Letters from the Executive Director

How I Did It: 49 Years of Recovery, Part 3

By October 24, 2018 June 12th, 2023 No Comments

By Cleveland Bell, Riverside House CEO

As we walk through some important factors that have helped me with my recovery over 49 years, we started by talking about why it’s so important to attend regular meetings, whether that’s AA, NA, or FA for you.

A big part of meetings is working through the 12 steps, which I very much recommend. Each step is important, but in my opinion, the 4th step is one of the most important ones.

The fourth step is all about taking a moral inventory of ourselves, and people who don’t work it well aren’t usually victorious in their journey. It’s a really difficult step because it causes us to look deep within, going through those hurts and hang-ups from over the years. It can be painful, but it’s important. In Celebrate Recovery, a Christ-centered 12 step recovery program, we go through one step per month for 12 months and then have a one-year meeting at the end. It’s always amazing when a person works those steps and you see them go from a cocoon to a butterfly over that period of a year.
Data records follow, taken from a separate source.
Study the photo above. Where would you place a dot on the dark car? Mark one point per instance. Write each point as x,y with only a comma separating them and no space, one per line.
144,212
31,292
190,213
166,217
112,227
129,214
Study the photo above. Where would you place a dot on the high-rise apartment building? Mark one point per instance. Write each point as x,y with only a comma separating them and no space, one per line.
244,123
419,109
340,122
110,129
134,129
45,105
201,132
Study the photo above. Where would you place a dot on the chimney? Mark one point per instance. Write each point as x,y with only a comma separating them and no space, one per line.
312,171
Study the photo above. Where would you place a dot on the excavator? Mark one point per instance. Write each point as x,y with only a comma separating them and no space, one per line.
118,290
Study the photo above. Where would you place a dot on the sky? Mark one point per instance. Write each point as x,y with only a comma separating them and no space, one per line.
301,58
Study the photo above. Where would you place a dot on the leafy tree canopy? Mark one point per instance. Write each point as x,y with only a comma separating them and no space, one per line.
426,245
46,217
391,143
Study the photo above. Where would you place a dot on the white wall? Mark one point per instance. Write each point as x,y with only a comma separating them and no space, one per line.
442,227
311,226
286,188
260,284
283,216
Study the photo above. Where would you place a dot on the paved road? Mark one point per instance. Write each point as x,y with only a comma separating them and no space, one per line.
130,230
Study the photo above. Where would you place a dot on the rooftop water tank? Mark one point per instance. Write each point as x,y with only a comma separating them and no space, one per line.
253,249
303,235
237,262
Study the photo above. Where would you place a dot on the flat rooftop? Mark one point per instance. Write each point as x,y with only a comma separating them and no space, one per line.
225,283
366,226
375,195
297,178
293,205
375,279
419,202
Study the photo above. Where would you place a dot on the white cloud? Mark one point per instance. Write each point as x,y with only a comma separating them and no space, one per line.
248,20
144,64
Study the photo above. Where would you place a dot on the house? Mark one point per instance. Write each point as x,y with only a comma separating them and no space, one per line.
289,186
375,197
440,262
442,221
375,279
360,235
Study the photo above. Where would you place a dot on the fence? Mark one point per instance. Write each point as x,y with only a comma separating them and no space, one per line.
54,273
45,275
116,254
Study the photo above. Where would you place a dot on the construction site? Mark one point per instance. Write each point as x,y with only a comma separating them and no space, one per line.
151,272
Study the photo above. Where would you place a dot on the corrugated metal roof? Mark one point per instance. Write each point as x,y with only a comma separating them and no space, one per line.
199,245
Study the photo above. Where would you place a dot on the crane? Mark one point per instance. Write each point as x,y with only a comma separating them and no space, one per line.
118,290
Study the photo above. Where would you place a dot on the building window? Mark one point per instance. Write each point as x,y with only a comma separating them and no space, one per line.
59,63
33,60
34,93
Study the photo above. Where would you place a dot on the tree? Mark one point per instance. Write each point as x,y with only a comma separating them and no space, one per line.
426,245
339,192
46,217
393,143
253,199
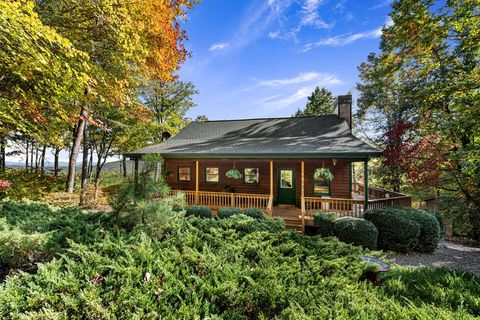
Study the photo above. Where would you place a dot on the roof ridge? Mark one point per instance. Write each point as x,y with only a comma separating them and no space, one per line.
271,118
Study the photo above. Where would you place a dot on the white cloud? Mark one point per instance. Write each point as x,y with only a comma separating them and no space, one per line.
343,40
324,78
285,92
308,15
380,5
277,103
218,46
311,17
257,20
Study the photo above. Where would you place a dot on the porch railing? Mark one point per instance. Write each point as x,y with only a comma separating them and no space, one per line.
216,200
403,201
342,207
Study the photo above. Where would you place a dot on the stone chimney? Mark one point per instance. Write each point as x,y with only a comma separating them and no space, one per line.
344,108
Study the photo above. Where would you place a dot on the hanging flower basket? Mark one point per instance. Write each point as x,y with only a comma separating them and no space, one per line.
234,173
323,173
4,185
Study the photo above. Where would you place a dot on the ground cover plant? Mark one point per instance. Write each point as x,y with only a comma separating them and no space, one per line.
171,266
405,229
356,231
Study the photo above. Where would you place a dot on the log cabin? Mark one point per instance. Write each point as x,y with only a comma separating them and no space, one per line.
276,163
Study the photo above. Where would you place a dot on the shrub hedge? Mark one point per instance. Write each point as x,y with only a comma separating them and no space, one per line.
325,222
429,229
254,213
405,229
236,268
356,231
198,211
396,231
227,212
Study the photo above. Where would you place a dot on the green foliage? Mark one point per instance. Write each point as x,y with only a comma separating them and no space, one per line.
325,223
405,229
357,231
199,211
438,286
169,102
320,102
39,69
236,268
396,231
429,229
33,185
19,249
441,221
427,73
254,213
32,232
228,212
323,172
460,213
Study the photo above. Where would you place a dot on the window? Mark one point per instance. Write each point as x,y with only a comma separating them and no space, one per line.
286,179
321,186
212,174
251,175
183,173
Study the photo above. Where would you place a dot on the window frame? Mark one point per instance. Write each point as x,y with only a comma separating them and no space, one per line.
328,184
245,176
189,174
207,174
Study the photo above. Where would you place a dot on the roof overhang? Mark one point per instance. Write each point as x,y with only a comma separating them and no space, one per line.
283,155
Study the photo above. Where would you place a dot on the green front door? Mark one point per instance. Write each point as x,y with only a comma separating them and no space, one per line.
286,186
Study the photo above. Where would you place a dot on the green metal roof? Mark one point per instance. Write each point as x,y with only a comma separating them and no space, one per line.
318,136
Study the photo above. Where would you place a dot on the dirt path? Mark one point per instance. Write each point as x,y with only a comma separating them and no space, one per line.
452,255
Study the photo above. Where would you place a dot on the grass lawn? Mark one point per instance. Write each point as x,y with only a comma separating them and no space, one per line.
175,267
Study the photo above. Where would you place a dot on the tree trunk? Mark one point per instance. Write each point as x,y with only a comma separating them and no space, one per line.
84,181
77,140
124,161
26,156
42,158
32,144
37,158
55,161
3,160
90,165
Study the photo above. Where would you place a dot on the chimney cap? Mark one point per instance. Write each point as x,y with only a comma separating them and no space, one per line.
345,97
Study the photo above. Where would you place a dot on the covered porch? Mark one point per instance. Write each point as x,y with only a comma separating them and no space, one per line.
363,197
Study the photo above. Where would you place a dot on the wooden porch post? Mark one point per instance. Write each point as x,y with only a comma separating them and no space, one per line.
196,182
270,201
302,198
365,183
135,179
271,178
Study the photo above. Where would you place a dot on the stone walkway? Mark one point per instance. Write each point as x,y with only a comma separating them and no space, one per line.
452,255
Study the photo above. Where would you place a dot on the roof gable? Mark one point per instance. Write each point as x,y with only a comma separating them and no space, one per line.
315,136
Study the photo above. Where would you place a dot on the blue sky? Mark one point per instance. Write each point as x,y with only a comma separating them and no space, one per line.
262,58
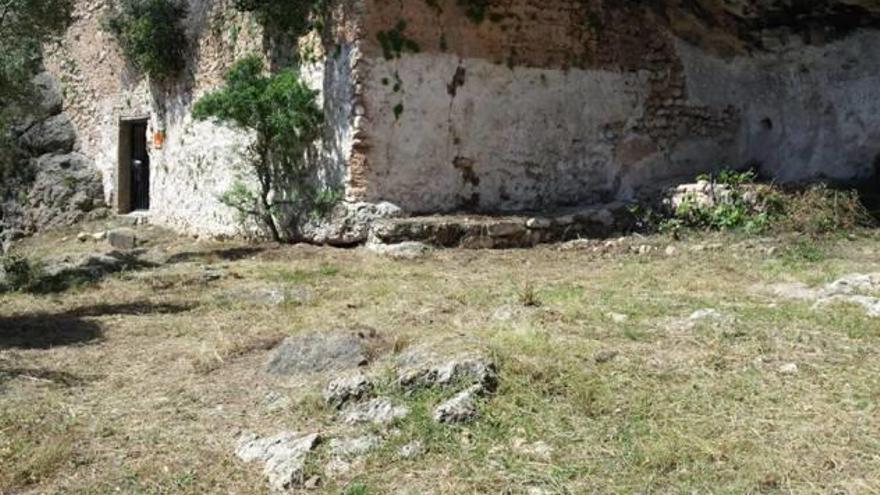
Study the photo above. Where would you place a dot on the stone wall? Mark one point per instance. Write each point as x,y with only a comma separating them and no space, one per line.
534,105
560,102
198,161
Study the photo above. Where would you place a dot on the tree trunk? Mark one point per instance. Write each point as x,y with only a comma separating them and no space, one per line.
265,174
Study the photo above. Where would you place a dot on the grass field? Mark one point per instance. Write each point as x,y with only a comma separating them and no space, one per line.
141,382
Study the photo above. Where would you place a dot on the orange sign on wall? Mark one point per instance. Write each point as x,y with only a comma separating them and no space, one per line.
158,139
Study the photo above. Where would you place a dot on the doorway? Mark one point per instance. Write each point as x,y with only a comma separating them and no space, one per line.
133,174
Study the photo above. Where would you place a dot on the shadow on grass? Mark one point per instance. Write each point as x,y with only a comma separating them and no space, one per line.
54,377
227,254
47,330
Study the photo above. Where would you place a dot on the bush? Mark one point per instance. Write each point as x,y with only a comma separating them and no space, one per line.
18,273
291,16
284,115
819,209
731,200
151,36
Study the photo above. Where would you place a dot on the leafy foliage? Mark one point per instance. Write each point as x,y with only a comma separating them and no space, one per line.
20,273
151,35
737,202
475,10
292,16
283,113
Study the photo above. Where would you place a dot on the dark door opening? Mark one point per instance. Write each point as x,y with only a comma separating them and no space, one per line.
140,168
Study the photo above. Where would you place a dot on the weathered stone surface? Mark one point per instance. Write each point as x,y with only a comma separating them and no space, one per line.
122,238
859,289
706,314
347,388
853,284
53,135
460,408
89,266
376,411
49,100
348,223
403,251
267,295
869,303
412,449
423,368
284,456
503,231
347,448
319,351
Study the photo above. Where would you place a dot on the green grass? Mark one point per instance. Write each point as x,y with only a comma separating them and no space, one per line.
674,406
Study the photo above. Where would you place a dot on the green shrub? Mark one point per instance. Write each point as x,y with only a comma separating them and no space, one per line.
475,10
296,17
19,273
151,35
737,202
283,113
819,209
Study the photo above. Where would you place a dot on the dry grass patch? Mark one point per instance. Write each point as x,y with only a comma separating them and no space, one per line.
589,401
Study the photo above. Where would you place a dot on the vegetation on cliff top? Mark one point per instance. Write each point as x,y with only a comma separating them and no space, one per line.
151,35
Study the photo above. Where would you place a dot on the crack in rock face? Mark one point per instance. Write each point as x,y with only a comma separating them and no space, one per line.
284,456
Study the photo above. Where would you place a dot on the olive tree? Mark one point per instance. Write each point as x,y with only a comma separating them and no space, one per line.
283,114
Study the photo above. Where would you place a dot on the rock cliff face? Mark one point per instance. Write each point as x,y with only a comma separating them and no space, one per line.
53,185
490,105
487,106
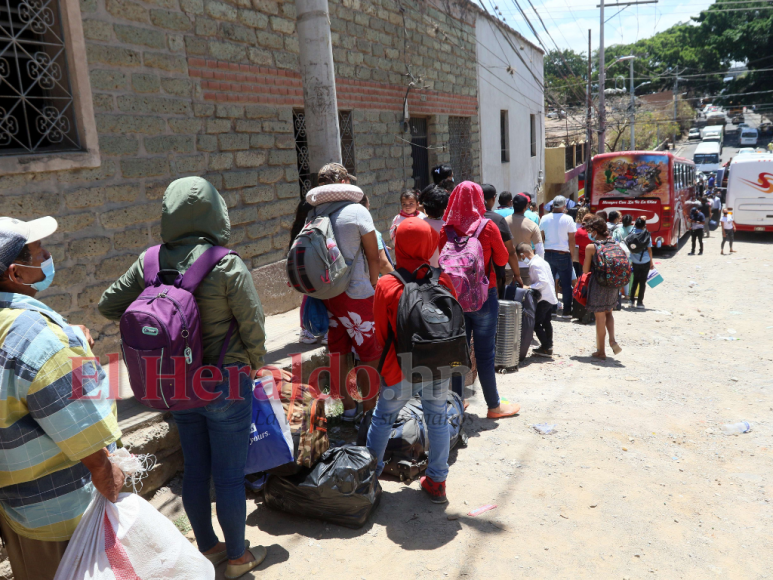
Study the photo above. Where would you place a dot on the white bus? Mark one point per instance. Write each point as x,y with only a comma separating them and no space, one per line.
750,192
749,136
706,156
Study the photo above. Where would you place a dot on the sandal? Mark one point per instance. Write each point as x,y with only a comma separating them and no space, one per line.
233,571
514,408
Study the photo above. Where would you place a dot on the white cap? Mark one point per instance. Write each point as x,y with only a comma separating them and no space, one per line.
31,231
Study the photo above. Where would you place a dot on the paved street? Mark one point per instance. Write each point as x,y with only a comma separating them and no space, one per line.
731,146
637,481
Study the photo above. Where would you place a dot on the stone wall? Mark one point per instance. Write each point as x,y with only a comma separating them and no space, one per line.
207,87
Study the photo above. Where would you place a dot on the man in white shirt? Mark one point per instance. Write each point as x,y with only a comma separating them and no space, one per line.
542,279
558,233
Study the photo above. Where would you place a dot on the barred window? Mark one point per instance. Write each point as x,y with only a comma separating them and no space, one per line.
37,107
346,130
460,146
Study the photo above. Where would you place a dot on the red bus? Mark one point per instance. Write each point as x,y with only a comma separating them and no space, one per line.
653,184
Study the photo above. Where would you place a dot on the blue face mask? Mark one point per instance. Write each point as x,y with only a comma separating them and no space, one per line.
48,271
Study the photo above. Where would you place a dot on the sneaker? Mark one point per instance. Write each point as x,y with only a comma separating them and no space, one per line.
352,417
305,337
435,489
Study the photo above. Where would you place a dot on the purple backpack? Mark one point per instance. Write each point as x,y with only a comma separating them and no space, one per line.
161,335
462,259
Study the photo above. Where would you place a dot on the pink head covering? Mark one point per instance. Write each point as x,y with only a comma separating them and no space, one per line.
465,208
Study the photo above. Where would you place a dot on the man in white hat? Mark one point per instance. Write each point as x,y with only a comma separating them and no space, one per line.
558,234
58,422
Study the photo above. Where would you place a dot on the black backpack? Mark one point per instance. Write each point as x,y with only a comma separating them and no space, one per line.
430,330
638,243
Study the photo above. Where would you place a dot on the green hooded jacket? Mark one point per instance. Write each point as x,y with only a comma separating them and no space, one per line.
194,218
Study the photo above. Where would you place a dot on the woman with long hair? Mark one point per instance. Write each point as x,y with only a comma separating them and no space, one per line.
601,299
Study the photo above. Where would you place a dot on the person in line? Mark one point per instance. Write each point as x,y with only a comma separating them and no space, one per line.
384,259
490,199
435,200
351,312
541,277
716,208
580,240
443,175
505,204
558,231
697,221
614,222
214,438
619,235
464,213
524,230
728,230
602,300
706,211
56,435
416,242
409,207
532,212
642,263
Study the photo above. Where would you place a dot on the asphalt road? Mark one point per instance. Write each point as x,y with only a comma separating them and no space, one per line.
731,146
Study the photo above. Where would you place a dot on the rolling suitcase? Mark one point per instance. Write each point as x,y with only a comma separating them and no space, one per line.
508,345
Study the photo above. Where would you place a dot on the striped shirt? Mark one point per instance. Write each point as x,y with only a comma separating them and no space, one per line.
45,428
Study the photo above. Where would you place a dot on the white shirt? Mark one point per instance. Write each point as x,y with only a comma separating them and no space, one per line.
542,279
437,225
557,227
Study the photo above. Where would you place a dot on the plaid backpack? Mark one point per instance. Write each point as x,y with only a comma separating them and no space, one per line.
611,267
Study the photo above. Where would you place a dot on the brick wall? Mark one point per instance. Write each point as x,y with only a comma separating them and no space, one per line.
204,87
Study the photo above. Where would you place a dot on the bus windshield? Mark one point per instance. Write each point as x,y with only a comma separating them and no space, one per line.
706,158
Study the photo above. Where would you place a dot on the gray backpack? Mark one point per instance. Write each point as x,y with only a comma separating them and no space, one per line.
315,265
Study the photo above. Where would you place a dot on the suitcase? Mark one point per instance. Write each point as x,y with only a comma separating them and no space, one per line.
508,344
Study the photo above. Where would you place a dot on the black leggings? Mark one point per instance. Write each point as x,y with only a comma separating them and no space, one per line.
697,235
728,237
640,273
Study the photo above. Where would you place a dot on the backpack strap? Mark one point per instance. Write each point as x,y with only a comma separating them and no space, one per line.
203,266
151,265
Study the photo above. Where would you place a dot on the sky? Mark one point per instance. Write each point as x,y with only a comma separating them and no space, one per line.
568,21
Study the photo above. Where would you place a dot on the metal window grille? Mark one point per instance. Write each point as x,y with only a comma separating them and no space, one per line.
346,130
460,146
419,152
504,136
36,103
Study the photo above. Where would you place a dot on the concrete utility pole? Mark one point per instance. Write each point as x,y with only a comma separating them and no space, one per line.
633,112
602,84
318,76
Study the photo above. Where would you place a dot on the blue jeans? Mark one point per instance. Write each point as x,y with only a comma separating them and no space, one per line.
482,325
215,440
433,402
561,266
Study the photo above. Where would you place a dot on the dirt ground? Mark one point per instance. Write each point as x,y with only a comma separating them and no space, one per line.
637,481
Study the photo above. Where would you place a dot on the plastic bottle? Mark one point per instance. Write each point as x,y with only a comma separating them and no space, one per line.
736,428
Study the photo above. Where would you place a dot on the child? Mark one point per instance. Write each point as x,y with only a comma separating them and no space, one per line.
409,207
435,201
542,280
417,241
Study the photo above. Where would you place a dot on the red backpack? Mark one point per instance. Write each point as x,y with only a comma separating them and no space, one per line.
611,267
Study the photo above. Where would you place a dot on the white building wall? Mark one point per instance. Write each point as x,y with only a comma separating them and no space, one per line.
519,94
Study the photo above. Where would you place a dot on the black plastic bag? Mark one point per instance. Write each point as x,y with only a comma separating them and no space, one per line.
342,488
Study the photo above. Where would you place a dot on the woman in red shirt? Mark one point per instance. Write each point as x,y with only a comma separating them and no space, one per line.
464,213
415,242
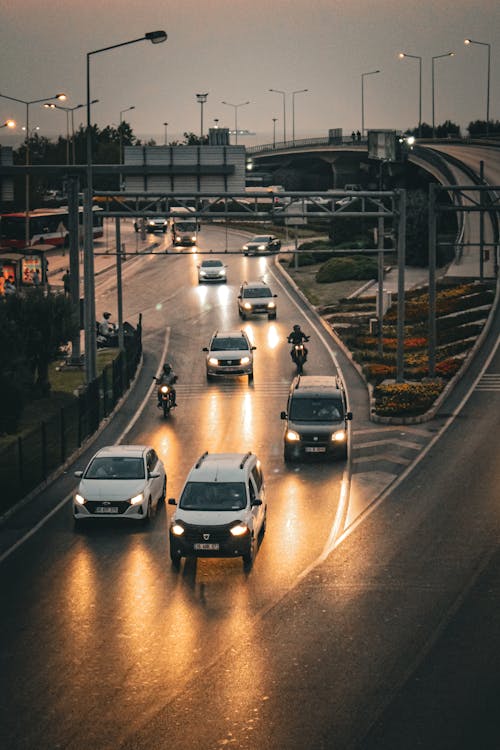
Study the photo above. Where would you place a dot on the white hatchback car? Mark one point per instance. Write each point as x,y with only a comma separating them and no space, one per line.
120,481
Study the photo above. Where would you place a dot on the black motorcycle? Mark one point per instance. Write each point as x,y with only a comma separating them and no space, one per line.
299,356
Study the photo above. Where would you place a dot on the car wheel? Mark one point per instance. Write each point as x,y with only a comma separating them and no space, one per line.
249,556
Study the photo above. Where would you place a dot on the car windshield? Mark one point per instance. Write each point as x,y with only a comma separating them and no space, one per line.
115,467
213,496
253,292
229,343
315,410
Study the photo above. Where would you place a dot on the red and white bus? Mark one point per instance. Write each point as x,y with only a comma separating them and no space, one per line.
46,226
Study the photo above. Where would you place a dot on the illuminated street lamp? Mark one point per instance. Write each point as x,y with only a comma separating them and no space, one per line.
302,91
417,57
60,97
155,37
370,73
283,94
467,42
235,106
436,57
201,98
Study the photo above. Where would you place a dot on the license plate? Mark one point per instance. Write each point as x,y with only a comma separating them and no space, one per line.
110,509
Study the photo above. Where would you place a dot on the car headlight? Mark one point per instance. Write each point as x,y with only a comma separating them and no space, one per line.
239,529
339,436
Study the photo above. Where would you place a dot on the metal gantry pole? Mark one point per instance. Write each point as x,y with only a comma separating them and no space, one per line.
401,285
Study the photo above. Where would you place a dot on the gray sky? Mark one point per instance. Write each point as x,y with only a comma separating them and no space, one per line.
238,49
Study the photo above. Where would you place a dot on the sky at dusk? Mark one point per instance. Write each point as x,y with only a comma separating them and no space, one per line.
236,50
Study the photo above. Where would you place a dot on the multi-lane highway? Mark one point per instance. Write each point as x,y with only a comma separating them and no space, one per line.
104,644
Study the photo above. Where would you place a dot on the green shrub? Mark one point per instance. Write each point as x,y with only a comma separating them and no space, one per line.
345,268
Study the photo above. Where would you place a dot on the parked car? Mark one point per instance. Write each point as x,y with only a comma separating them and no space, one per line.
264,244
256,298
229,353
212,270
222,509
120,481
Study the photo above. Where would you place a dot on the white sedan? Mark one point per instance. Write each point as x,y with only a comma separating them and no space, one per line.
120,481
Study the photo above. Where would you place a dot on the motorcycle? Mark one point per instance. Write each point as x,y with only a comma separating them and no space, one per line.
299,356
166,397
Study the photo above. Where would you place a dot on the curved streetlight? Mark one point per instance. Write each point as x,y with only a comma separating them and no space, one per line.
363,75
468,42
283,94
235,106
155,37
301,91
436,57
402,55
60,97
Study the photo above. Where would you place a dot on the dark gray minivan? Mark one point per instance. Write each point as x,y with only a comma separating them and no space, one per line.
317,418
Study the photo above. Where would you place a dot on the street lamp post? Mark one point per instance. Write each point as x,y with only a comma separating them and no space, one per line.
61,97
122,112
436,57
363,75
302,91
467,42
235,106
201,98
283,94
417,57
155,37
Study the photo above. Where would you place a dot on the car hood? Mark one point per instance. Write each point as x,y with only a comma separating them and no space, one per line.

In the AA room, I once met a college professor who asked me to be his sponsor. He had been clean for 10 years and had gone through the steps with a previous sponsor, but that person seemed to have more of a “12 steps in 12 days” mentality. When I did an assessment on the professor, I realized he hadn’t really done the work. We went through the steps again, paying particular attention to the fourth step. It probably took us about four months just for that one step. We found so many hidden hurts and pain. It was with this step that he finally made breakthroughs about who he really was and what was really going on in his life.

He realized he had been wearing a mask, living behind that mask, and believing everything that mask projected. He hadn’t been faithful to his spouse or honest to his family and friends. He had basically been living two lives even though he was clean and in recovery. The fourth step made him come face to face with all of this. After realizing that he had work to do and getting started on it, he began to step out from behind the mask and bring the two sides of his life into one true life that would be much better.

As is often the case, he couldn’t have figured it all out on his own. He needed a sponsor. He’s not unique here, because most people need help, so a sponsor to help guide you through the fourth step and all the others is important. The enemy gets you by making you think you’re the only one who’s gone through something or the only one who has experienced it. (Valium) But you’re not, and a guide will help you walk through that. They are also helpful because a lot of times we blame ourselves for whatever hardships we’ve come across over the years. It’s important to work through all of this as well, and a sponsor can often help you see things in a new way by providing a different perspective on what you’ve been through.